15. This case is distinguishable from Baca because Zsoka was an assistant district attorney authorized to represent the State in criminal proceedings, he took an oath that was substantially similar to the special prosecutor’s oath, and he was acting under the direction and supervision of a duly appointed special prosecutor. Cf. State v. Koehler, 96 N.M. 293, 295, 629 P.2d 1222, 1224 (1981) (refusing to require assistant attorneys general to take identical oath required of attorney general in order to present a case to a grand jury). Therefore, Zsoka’s representation of the State satisfies the purposes animating Section 36-1-23.1 insofar as he was subject to the oath of office and was accountable to the public. See Hollenbeck, 112 N.M. at 278, 814 P.2d at 146 (explaining rationale for requiring prosecutorial authorization). The private attorney in Baca, in contrast, took neither the special prosecutor’s oath nor the assistant district attorney’s oath and was not accountable to the public.

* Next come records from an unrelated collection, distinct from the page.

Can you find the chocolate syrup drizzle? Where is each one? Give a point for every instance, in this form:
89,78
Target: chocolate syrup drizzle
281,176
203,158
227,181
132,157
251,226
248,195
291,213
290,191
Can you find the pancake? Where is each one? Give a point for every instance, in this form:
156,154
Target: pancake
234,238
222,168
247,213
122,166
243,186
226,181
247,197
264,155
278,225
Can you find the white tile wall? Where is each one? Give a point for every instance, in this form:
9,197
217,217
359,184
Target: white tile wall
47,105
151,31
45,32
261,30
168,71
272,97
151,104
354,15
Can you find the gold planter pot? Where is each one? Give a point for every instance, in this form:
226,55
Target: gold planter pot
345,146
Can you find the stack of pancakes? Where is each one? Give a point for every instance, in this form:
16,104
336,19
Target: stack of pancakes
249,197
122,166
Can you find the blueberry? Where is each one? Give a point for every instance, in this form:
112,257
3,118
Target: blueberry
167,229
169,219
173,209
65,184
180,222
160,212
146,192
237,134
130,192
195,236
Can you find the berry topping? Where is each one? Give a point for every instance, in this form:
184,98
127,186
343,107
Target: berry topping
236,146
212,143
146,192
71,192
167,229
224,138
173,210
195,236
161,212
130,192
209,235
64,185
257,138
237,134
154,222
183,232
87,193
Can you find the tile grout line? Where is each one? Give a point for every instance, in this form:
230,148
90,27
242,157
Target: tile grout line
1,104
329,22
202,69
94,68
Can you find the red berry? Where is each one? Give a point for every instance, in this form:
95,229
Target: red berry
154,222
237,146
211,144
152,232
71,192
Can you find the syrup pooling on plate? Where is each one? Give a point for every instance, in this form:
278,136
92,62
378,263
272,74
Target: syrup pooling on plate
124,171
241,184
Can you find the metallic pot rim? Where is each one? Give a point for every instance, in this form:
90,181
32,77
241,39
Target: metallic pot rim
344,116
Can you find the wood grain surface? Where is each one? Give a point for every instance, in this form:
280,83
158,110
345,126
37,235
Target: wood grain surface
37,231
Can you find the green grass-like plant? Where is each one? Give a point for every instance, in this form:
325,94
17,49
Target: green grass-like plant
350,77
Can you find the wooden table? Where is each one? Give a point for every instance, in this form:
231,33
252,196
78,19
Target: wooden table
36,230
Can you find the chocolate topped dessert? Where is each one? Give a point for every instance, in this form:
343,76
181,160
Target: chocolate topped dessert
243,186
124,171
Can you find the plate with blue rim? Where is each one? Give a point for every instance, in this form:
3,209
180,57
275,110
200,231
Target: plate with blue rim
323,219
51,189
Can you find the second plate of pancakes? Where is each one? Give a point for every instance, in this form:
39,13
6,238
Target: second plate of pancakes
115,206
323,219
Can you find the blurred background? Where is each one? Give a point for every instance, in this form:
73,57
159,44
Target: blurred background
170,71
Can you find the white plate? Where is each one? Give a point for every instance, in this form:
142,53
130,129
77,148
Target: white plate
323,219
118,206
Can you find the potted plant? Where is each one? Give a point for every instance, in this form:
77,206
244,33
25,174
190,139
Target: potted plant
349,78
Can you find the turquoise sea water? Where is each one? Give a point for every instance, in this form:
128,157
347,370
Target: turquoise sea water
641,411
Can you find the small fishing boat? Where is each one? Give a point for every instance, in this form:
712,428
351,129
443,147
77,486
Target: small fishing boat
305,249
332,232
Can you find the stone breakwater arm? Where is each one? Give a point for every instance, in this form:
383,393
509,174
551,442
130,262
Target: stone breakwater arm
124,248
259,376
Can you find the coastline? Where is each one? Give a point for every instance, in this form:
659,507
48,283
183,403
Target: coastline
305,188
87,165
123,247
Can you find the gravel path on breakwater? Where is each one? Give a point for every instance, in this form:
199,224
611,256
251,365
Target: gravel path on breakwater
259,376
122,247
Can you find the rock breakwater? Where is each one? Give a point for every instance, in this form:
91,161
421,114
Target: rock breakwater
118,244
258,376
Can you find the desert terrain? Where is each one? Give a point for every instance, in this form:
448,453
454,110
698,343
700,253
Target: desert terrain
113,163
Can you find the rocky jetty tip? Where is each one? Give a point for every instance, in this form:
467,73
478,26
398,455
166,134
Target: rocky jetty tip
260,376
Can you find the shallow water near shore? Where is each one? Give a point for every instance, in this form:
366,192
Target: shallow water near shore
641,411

16. In Hollenbeck, the Court of Appeals reversed a conviction where the district attorney lacked adequate grounds to appoint a special prosecutor. Section 36-1-23.1 allows a district attorney to appoint a special prosecutor “when he cannot prosecute a case for ethical reasons or other good cause.” The appointment was defective because, as the State conceded on appeal, the district attorney had neither ethical reasons nor other good cause to appoint a special prosecutor. Hollenbeck, 112 N.M. at 277, 814 P.2d at 145. The central issue in Hollenbeck was whether the district attorney had “an inherent or general statutory power to appoint a special prosecutor” even in the absence of ethical reasons or other good cause. Id. at 277-78, 814 P.2d at 145-46. Having concluded that the district attorney had no such power, the Court of Appeals ruled the trial court lacked jurisdiction over the criminal proceeding.
17. The holding in Hollenbeck is distinguishable because in this case the district attorney for the Fifth Judicial District had an ethical reason to appoint a special prosecutor and therefore complied with Section 36-1-23.1. Zsoka was an assistant district attorney whose oath is substantially the same as the special prosecutor’s oath, he was accountable to the public, and the appointment of the district attorney under whose supervision he worked was required to avoid a potential conflict of interest. For these reasons, neither Baca nor Hollenbeck dictates the result in this case.
18. Conclusion. We hold that both Harris and his deputy, Zsoka, had proper authority to conduct the prosecution of the State’s case against Cherryhomes. Section 36-1-23.1 requires only substantial compliance to further the goal of the legislature, and both individuals substantially complied with the statute. Therefore, the decision of the Court of Appeals is reversed and the ease is remanded to the Court for consideration of issues on appeal other than the proper authority of the special prosecutor.
19. IT IS SO ORDERED.
FRANCHINI and MINZNER, JJ., concur.. While this point was not raised in the trial court, the Court of Appeals noted that Harris’ appointment did not strictly comply with Section 36-1-23.1. The parties raised the issue of Harris's appointment in their briefs on certiorari, and in oral argument it became a focal point for questions from this Court.